Splunk Search

Adding two indexes to one search again

the_dude
Engager
index=jedi   domain="jedi.lightside.com" (master!="yoda" AND master!="mace" AND master="Jinn")
| table saber_color, Jname, strengths, mentor, skill, domain, mission

index-=sith  broker sithlord!=darth_maul
| table saber_color, Sname, strength, teacher, actions

I need to list where Jname=Sname, but I need to list all columns

The third one is

where the Jname!=Sname

The caveat is I cannot use the join for this query.

This helped however I am unable to utilize the index drill down for each in the search otherwise the query is 75% white noise.

index=jedi OR index=sith
| eval name=coalesce(Jname, Sname)
| stats values(name) as names by saber_color strengths
| where mvcount(names)=1

Please help.

Labels (3)
0 Karma

PickleRick
SplunkTrust
SplunkTrust

I'm still not sure what are the source datasets and what should be the result. I see some attempts at solving this riddle in the thread but I'm not 100% sure we're all on the same page regarding what we're working with and what we want to achieve in the end.

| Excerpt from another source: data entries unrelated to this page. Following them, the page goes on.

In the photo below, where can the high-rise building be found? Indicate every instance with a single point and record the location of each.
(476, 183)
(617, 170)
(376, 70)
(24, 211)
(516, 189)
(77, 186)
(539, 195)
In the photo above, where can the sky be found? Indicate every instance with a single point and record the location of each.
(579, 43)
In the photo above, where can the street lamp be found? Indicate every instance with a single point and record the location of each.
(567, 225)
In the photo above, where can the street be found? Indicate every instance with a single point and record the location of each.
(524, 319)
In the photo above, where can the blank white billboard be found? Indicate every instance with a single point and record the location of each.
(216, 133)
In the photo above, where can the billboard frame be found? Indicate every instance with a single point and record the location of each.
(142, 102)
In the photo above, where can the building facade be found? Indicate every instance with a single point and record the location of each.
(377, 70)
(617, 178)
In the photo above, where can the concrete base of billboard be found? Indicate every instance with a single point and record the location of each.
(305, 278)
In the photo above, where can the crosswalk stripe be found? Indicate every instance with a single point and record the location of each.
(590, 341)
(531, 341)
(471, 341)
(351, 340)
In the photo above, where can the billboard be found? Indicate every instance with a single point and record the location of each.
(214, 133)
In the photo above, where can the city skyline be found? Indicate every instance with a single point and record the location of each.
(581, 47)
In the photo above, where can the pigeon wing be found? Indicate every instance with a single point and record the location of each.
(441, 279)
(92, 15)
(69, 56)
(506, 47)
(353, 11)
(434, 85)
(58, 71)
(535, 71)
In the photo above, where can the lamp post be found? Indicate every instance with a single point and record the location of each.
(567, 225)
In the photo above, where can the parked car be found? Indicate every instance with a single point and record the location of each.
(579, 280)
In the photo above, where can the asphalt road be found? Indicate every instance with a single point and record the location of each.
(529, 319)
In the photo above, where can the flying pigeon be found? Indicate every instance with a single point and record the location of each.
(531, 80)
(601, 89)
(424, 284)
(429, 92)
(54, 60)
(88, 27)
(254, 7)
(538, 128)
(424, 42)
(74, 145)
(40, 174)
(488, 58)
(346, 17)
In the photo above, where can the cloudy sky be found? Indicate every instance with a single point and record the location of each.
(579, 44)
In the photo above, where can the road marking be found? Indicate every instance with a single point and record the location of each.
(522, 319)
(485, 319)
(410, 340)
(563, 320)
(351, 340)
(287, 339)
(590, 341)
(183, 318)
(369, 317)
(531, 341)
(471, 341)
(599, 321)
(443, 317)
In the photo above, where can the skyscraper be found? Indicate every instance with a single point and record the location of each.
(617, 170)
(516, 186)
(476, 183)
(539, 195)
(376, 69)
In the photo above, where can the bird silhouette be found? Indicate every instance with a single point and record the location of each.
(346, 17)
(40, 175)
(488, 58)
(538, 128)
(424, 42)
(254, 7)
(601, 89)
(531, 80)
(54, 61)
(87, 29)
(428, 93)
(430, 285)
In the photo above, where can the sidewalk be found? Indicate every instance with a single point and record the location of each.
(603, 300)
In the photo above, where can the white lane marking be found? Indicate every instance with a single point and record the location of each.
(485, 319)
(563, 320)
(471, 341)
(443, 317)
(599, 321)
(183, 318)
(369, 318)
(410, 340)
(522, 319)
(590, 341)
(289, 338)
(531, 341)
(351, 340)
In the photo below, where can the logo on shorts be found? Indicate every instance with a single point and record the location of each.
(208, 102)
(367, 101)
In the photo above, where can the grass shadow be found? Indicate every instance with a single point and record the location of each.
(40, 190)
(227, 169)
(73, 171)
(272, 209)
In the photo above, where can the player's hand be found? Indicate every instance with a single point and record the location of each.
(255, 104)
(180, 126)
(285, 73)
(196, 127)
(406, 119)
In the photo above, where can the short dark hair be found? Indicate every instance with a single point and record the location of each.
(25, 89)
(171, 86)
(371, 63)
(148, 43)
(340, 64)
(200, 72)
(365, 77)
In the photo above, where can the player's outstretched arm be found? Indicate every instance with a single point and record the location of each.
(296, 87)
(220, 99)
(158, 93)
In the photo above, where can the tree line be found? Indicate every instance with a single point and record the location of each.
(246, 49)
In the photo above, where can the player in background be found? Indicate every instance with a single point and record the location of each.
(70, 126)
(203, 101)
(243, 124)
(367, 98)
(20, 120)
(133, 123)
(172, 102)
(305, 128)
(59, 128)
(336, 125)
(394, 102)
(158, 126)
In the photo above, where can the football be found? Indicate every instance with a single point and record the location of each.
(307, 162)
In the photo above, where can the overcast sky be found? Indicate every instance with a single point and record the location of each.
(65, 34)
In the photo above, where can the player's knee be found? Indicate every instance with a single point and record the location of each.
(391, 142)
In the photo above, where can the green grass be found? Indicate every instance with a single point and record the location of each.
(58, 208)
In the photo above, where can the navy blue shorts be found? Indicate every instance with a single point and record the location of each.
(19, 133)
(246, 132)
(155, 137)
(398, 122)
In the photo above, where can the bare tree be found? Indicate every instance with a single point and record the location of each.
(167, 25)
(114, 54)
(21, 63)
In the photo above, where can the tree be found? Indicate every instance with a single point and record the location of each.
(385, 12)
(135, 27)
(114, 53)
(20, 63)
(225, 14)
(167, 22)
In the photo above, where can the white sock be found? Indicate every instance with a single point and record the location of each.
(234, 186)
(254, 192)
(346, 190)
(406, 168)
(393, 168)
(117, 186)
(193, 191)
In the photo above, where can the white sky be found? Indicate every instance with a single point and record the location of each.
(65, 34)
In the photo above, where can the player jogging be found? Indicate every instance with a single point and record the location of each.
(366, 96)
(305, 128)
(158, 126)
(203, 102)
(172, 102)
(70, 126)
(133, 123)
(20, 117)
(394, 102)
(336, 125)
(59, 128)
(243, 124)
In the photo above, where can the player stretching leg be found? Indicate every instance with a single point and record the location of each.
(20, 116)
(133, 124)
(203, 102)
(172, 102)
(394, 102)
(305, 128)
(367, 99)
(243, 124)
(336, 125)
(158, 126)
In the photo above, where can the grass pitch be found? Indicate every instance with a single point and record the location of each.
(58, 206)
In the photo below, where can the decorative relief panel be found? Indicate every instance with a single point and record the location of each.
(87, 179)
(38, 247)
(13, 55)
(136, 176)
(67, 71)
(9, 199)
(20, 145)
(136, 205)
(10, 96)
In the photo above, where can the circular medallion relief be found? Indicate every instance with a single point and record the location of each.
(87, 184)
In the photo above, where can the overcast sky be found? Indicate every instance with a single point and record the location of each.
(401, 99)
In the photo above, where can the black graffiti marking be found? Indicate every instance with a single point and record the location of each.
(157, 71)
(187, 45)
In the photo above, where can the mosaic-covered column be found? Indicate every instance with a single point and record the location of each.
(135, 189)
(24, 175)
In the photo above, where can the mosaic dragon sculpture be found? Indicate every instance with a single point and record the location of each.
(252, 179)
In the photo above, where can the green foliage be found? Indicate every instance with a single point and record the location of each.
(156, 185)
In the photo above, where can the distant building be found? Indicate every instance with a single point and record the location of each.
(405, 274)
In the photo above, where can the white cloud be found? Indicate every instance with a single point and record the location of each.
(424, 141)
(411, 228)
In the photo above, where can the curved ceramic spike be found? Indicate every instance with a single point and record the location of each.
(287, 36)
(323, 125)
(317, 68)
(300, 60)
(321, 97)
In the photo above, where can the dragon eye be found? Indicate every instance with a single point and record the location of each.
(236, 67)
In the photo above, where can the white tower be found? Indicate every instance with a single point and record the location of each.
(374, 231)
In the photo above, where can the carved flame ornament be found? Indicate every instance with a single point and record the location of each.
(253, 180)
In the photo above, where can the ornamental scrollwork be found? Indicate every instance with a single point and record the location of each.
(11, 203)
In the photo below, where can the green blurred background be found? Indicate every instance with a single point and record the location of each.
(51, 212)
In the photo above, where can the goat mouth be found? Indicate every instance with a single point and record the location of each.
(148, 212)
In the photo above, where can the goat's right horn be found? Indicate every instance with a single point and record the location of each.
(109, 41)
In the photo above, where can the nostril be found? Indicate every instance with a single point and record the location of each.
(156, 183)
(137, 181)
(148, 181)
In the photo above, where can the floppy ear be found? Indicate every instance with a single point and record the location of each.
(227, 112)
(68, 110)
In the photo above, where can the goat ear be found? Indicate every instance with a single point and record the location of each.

Could you please post samples of your data and what the result should look like?

0 Karma

gcusello
SplunkTrust
SplunkTrust

Hi @the_dude,

your search is correct and I like that you don't use join.

but what's te issue?

You can use the name value for the drilldown, remembering that the filed name is different in the two indexes:

so the drilldown search could be:

index=jedi OR index=sith
| eval name=coalesce(Jname, Sname)
| search name=$name$
| table ...

Ciao.

Giuseppe

0 Karma

the_dude
Engager

I need to filter out the white noise.

index-=sith broker sithlord!=darth_maul OR index=jedi domain="jedi.lightside.com" (master!="yoda" AND master!="mace" AND master="Jinn")

 

If I use the correct one, 75% of it is white noise. I need to use the above to isolate what I need specifically from the indexes. I need to show a 1:1 match plus a few other columns. I was asked to get the former but now they need more.

0 Karma

gcusello
SplunkTrust
SplunkTrust

Hi @the_dude,

your above search permits you to find the values common to both the indexes.

The last search gives you (in drilldown), the informations, from both the indexes relative to the choosed value.

So, what do you want to filter?

Ciao.

Giuseppe

0 Karma

the_dude
Engager

This was the concept:

index-=sith broker sithlord!=darth_maul OR index=jedi domain="jedi.lightside.com" (master!="yoda" AND master!="mace" AND master="Jinn")
| where Jname=Sname
| table Jname, Sname, strengths, mentor, skill, domain, mission, strength, teacher, actions

And

index-=sith broker sithlord!=darth_maul OR index=jedi domain="jedi.lightside.com" (master!="yoda" AND master!="mace" AND master="Jinn")
| where Jname!=Sname
| table Jname, Sname, strengths, mentor, skill, domain, mission, strength, teacher, actions

 

I am trying to get the results where Jname=Sname are the same plus all following columns. This is for a comparison for our analysts and they want the first two columns to match plus following columns. Then a report where they are not matching.

0 Karma

yuanliu
SplunkTrust
SplunkTrust

First, it seems to me that (master!="yoda" AND master!="mace" AND master="Jinn") and master="Jinn" are semantically identical.  Is this correct? (I'm unfamiliar with the Jedi lore.)  I'll assume it to be true in the following.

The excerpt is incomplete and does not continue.